Carries out model-based clustering using parsimonious Gaussian mixture models. MCMC is used for parameter estimation and RJMCMC is used for model selection.

Usage

pgmm_rjmcmc(
  X,
  m_init,
  m_range,
  q_new,
  delta = 2,
  ggamma = 2,
  burn = 20,
  niter = 1000,
  constraint = c(0, 0, 0),
  d_vec = c(1, 1, 1),
  s_vec = c(1, 1, 1),
  m_step = 0,
  v_step = 0,
  split_combine = 0,
  verbose = TRUE
)

Arguments

X

the observation matrix with variables in rows and observations in columns.

m_init

the number of initial clusters.

m_range

the allowed range for the number of clusters.

q_new

the number of latent factors for a new cluster.

delta

scalar hyperparameter for the noise covariance prior

ggamma

scalar hyperparameter used in covariance-structure proposals

burn

the number of burn-in iterations

niter

the number of posterior sampling iterations

constraint

initial PGMM covariance constraint.

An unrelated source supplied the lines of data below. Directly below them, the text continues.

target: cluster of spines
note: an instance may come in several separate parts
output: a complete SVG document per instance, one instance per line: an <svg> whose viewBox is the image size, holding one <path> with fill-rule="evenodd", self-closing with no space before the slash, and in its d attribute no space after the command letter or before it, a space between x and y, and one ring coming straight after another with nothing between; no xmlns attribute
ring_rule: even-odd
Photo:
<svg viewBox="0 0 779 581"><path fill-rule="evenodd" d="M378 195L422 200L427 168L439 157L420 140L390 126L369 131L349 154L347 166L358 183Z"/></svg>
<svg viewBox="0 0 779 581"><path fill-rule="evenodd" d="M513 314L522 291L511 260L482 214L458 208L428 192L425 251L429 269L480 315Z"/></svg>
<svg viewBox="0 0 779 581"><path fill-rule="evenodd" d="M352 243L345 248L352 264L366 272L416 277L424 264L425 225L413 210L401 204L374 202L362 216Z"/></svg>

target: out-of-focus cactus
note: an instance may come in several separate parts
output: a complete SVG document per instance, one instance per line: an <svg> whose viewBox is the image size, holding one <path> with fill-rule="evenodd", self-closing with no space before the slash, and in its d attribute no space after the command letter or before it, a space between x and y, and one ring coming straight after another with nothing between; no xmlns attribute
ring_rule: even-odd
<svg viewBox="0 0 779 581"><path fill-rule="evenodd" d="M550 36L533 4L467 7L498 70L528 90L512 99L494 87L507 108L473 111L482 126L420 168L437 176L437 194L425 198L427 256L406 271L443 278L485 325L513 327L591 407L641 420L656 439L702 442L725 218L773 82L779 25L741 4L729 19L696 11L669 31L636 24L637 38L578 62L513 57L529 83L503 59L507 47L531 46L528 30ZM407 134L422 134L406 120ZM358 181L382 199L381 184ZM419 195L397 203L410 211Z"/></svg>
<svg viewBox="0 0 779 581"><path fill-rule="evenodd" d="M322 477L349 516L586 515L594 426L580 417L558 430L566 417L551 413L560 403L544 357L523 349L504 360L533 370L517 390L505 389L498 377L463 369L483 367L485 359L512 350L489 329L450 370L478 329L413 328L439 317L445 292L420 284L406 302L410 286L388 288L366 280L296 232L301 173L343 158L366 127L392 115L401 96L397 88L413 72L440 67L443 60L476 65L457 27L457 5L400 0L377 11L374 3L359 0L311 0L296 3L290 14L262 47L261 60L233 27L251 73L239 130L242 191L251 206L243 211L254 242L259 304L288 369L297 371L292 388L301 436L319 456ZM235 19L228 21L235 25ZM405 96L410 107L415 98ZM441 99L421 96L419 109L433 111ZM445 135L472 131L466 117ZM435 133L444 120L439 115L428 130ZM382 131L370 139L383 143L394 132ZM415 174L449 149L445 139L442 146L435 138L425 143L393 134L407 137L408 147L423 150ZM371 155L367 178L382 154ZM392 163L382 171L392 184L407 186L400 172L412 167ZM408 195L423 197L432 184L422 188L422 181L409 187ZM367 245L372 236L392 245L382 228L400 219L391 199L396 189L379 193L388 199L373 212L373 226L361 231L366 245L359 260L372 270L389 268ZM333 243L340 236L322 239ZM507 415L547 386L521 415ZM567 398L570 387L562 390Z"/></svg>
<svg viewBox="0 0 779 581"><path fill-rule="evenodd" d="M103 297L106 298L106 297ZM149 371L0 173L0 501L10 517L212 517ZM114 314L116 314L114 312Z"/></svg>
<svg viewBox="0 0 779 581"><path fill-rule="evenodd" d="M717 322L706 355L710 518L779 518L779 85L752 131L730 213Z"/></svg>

Use a three-letter model label such as `"CCC"` or `"UUU"`, or a numeric vector of length three with binary entries. For example, `c(1, 1, 1)` is `CCC`, the fully constrained model, and `c(0, 0, 0)` is `UUU`, the fully unconstrained model.

d_vec

a vector of hyperparameters with length three, shape parameters for alpha1, alpha2 and bbeta respectively

s_vec

a vector of hyperparameters with length three, rate parameters for alpha1, alpha2 and bbeta respectively

m_step

indicator for RJMCMC model selection on the number of clusters.

v_step

indicator for RJMCMC model selection on covariance structures.

split_combine

indicator for using split/combine moves in the cluster-number RJMCMC step.

verbose

logical; if `TRUE`, print iteration progress.

Value

A list of posterior samples with snake_case fields: `tau_samples`, `psi_samples`, `mean_samples`, `lambda_samples`, `factor_score_samples`, `allocation_samples`, `constraint_samples`, `alpha1_samples`, `alpha2_samples`, `beta_samples`, and `active_cluster_samples`.

Details

The `constraint` argument follows the three-letter PGMM model notation used in Lu, Li, and Love (2021). The first entry indicates whether loading matrices are shared across clusters, the second whether noise covariance matrices are shared across clusters, and the third whether the noise covariance is isotropic within each cluster. Use [model_to_constraint()] to convert model names such as `CCC`, `CCU`, `CUC`, `CUU`, `UCC`, `UCU`, `UUC`, and `UUU` into the numeric vector used internally.